Q: She Spread Sorrow rather sounds as a mixture between different influences instead of a music style properly speaking. I think it precisely makes the originality of your music. What’s your own perception about it all?
Alice: Yes, it’s true. It’s difficult to me to stay in a precise genre, because what I do is really instinctive, spontaneous and sometimes the sounds just simply come out and that’s the right sound of that moment. The music is just an explanation of a state of mind and for this reason sometimes it’s far from other genre or other things I have done before
Q: Your newest work “Midori” deals about an interesting and I dare to affirm somewhat dystopian concept. Who’s Midori? What can you say about it?
Alice: Midori is a young girl. She has a really difficult story, she ran from her nightmares and from her wish of death. Her life is something connected to all what is dark, dirt, sick. Or better, that is her thought. Like she has a mark. The concept is mental illness; of Midori and her mother. It’s not connected to society. It’s just a story of mental disease and that name is really symbolic to me, so I chose that.
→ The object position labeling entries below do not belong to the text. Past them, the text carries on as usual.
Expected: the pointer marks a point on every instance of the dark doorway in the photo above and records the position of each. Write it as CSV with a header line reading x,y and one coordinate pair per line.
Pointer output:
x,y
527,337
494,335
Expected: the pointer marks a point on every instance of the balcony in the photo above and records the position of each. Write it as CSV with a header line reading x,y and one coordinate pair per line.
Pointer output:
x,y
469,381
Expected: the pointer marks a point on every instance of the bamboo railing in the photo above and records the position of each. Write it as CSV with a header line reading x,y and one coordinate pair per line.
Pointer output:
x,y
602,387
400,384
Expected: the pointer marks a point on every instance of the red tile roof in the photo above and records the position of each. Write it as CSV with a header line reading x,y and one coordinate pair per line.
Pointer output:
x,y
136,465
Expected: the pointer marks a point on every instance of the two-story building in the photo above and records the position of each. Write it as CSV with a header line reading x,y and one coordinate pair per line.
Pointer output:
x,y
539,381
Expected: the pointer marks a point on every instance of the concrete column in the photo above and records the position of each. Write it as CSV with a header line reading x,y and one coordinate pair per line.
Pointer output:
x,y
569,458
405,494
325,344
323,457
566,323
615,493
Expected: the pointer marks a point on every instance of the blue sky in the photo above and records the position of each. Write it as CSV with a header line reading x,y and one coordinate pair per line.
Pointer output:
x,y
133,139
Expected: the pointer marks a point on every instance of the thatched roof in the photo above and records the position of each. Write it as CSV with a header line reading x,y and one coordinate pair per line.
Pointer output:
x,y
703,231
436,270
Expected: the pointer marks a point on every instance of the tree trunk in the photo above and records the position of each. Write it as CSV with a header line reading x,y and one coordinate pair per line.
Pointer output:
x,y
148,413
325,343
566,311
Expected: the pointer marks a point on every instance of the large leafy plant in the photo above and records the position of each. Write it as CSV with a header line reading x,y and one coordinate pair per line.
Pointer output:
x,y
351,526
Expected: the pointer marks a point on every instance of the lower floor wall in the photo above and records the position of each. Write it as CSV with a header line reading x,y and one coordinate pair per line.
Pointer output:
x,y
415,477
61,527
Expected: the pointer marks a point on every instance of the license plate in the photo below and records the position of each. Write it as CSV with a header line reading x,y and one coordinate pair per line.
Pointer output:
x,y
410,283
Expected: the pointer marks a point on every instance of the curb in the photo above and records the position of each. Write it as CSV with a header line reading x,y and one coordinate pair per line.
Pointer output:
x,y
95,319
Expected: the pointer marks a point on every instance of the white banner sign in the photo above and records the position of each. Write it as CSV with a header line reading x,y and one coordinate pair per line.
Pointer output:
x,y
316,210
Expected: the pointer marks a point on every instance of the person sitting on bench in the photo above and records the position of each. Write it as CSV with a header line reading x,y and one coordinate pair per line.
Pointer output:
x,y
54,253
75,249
Q: I’ve been always fascinated about how transposing a conceptual theme into music. I mean how can a listener feel and understand the theme hiding behind noises, sound treatments, percussion… and of course the lyrics. What do you think and how did you work on it?
Alice: For me everything starts with a concept, with a vision. I can’t do anything without this. This is also my limit sometimes, but I need a story, something in which I fall inside.
Q: Why are there less female artists dealing with this kind of music while I think women often add something different and often more subtle to their work (referring to Shedir, ProtoU…)?
Alice: I am sure women will be more and more involved with this kind of music. It’s right, maybe the approach with sounds is just different in relation to male projects. I don’t know. But I like to collaborate with women…our visions are similar and immediate.